It would mix pretty quickly. Also if you go the play sand route, make sure you wash it good first and its really dusty. I got mine at home depot for like 3-4$ for a 40lbs bag or somethign like that and i spent under 20$ and i had a bag leftover. Its pretty cheap stuff so you could always save up then change it up eventually after you save for TM sand. I wouldnt add play sand if you dont plan on keeping it for at least a year since if you plan on changing it after a coupel months i dont htink its worth it since removing 200lb of sand will take you a couple hours of work.
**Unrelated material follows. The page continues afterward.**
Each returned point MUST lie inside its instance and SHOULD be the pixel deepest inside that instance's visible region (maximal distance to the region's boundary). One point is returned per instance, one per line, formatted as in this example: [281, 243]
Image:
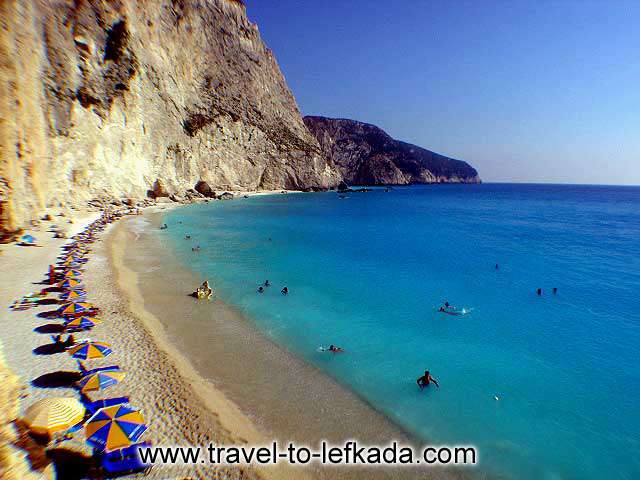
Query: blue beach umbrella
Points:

In short, pick one substrate or another orelse they will mix.


----------



## WegsXXI (Jun 10, 2009)

K thanks for the feedback i think thats what i will do then i also looked at maybe getting some black grit sand from a sand blasting place i saw some on the internet but havent found any down were i live yet...


----------



## CLUSTER ONE (Aug 2, 2006)

WegsXXI said:


> K thanks for the feedback i think thats what i will do then i also looked at maybe getting some black grit sand from a sand blasting place i saw some on the internet but havent found any down were i live yet...
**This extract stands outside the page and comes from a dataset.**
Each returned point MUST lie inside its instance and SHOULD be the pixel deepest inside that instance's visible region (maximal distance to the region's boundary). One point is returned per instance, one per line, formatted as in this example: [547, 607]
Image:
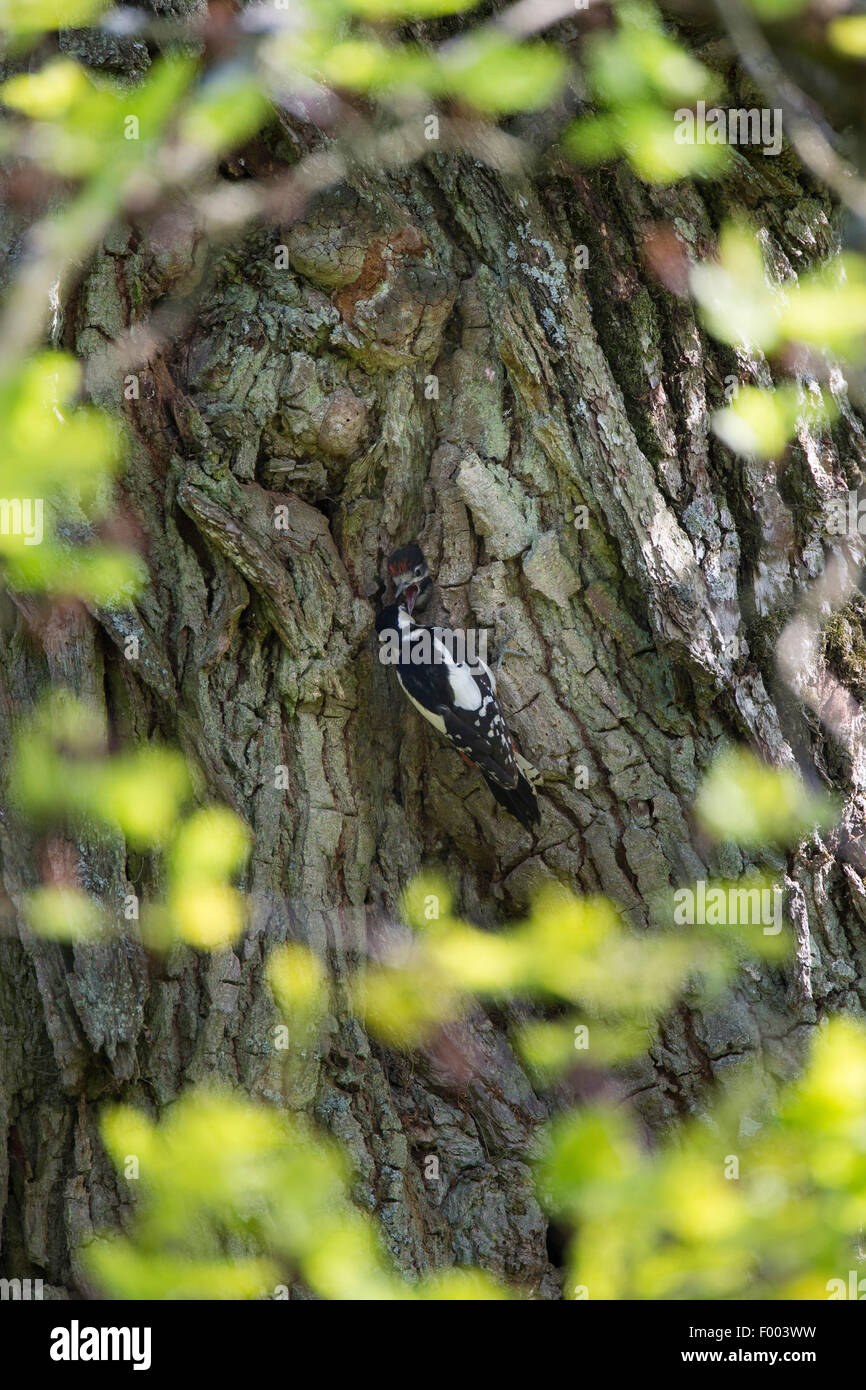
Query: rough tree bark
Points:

Im not sure, but shipping on sand may be a bit $. Also make sure its not carbonate (i think). Put a tiny bit in a vinegar solution and if it bubbles dont use it.


----------



## WegsXXI (Jun 10, 2009)

ive been looking and its about the same as TM so for now i think i will just go with play sand and once i feel like changing it ill have to spend the money on TM id rather spend more and make sure its safe and looks good ya know!


----------



## WegsXXI (Jun 10, 2009)

yep i just baught 5 bags of TM off ebay for $60 got a great deal and i cant wait to put it in my tank!!!


----------